Il y a des scènes qui reviennent sans cesse dans notre esprit lorsque nous nous rappelons la soirée du 25 décembre 2022. Dans l'obscurité de cette nuit, les mots de Jean ont résonné : "En Lui était la vie, et la vie était la Lumière du monde. La Lumière brille dans les ténèbres, et les ténèbres ne l'ont pas vaincue." Juste là. Juste là, dans les rues et les abris d'El Paso. La nuit de Noël 2022.

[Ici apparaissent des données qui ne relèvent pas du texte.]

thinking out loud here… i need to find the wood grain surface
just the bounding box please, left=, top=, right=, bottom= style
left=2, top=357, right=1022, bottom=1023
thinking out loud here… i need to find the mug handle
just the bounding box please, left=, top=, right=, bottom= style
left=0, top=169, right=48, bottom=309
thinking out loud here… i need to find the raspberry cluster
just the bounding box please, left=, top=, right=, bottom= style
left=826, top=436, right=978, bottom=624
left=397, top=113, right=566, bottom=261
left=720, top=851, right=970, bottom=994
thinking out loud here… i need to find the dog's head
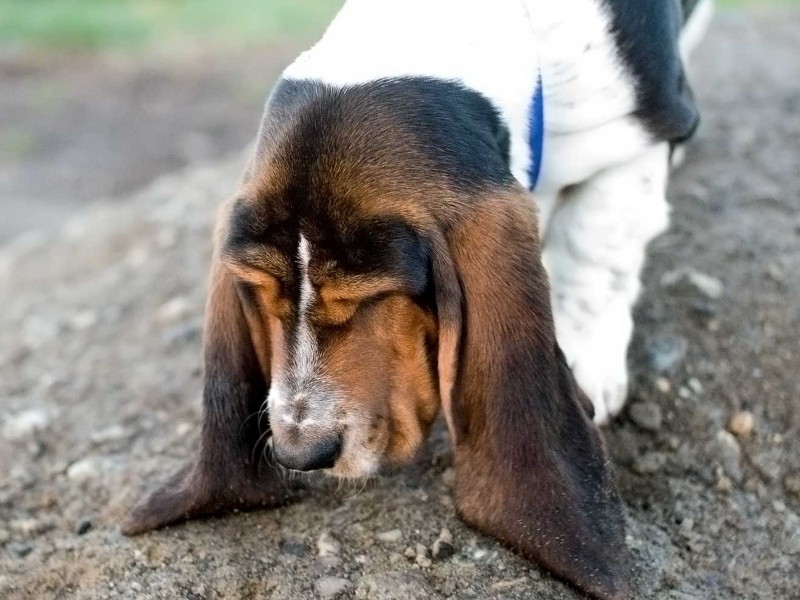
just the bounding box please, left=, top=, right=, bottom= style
left=207, top=79, right=630, bottom=599
left=221, top=192, right=439, bottom=478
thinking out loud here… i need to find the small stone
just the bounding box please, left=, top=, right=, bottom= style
left=156, top=296, right=194, bottom=325
left=661, top=268, right=724, bottom=300
left=679, top=517, right=695, bottom=535
left=441, top=467, right=456, bottom=488
left=655, top=377, right=671, bottom=393
left=414, top=543, right=431, bottom=567
left=280, top=538, right=307, bottom=557
left=0, top=529, right=10, bottom=544
left=783, top=474, right=800, bottom=498
left=315, top=576, right=351, bottom=599
left=646, top=334, right=688, bottom=374
left=69, top=310, right=98, bottom=331
left=710, top=430, right=743, bottom=482
left=10, top=518, right=53, bottom=536
left=403, top=546, right=416, bottom=559
left=75, top=518, right=93, bottom=536
left=376, top=529, right=403, bottom=543
left=716, top=473, right=732, bottom=493
left=66, top=457, right=101, bottom=482
left=728, top=411, right=755, bottom=437
left=2, top=409, right=49, bottom=442
left=472, top=547, right=489, bottom=560
left=142, top=542, right=165, bottom=568
left=633, top=452, right=668, bottom=475
left=355, top=571, right=434, bottom=599
left=317, top=531, right=341, bottom=558
left=687, top=378, right=703, bottom=395
left=628, top=402, right=663, bottom=432
left=490, top=578, right=528, bottom=592
left=9, top=541, right=34, bottom=558
left=90, top=424, right=130, bottom=444
left=431, top=528, right=455, bottom=561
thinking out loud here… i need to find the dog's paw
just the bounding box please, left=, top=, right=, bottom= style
left=553, top=304, right=633, bottom=425
left=569, top=353, right=629, bottom=425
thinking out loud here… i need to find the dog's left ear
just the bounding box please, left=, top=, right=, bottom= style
left=430, top=190, right=631, bottom=600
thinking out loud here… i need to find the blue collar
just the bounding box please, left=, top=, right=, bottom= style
left=527, top=73, right=544, bottom=191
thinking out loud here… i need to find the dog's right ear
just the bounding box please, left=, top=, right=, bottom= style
left=429, top=190, right=631, bottom=600
left=123, top=199, right=292, bottom=535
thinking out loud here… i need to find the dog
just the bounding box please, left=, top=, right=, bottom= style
left=124, top=1, right=712, bottom=598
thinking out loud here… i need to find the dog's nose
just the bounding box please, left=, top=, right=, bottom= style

Trois jours plus tard, nous avons reçu 10 familles de réfugiés dans une autre paroisse, soit un total de 30 personnes. À notre grand désarroi et au leur, ils n'ont pas pu commencer leur voyage vers leurs spnsors et leurs familles dans les trois jours que cela prend habituellement. Pourquoi ? Il n'y avait absolument aucune place dans les avions ou les bus au départ d'El Paso avant le 1er janvier. Outre le fait qu'il s'agit d'une période de l'année traditionnellement chargée pour les voyages, des milliers de vols avaient été annulés plus tôt dans la semaine en raison des méga-tempêtes de neige qui ont touché une grande partie du pays. Nous avons dû emmener certaines familles dans d'autres refuges gérés par Annunciation House et la ville d'El Paso parce que leurs sponsors aux Etats Unis n'avaient pas les moyens de les faire partir en avion ou en bus même avant le 1er janvier.... les tarifs étaient tout simplement trop élevés.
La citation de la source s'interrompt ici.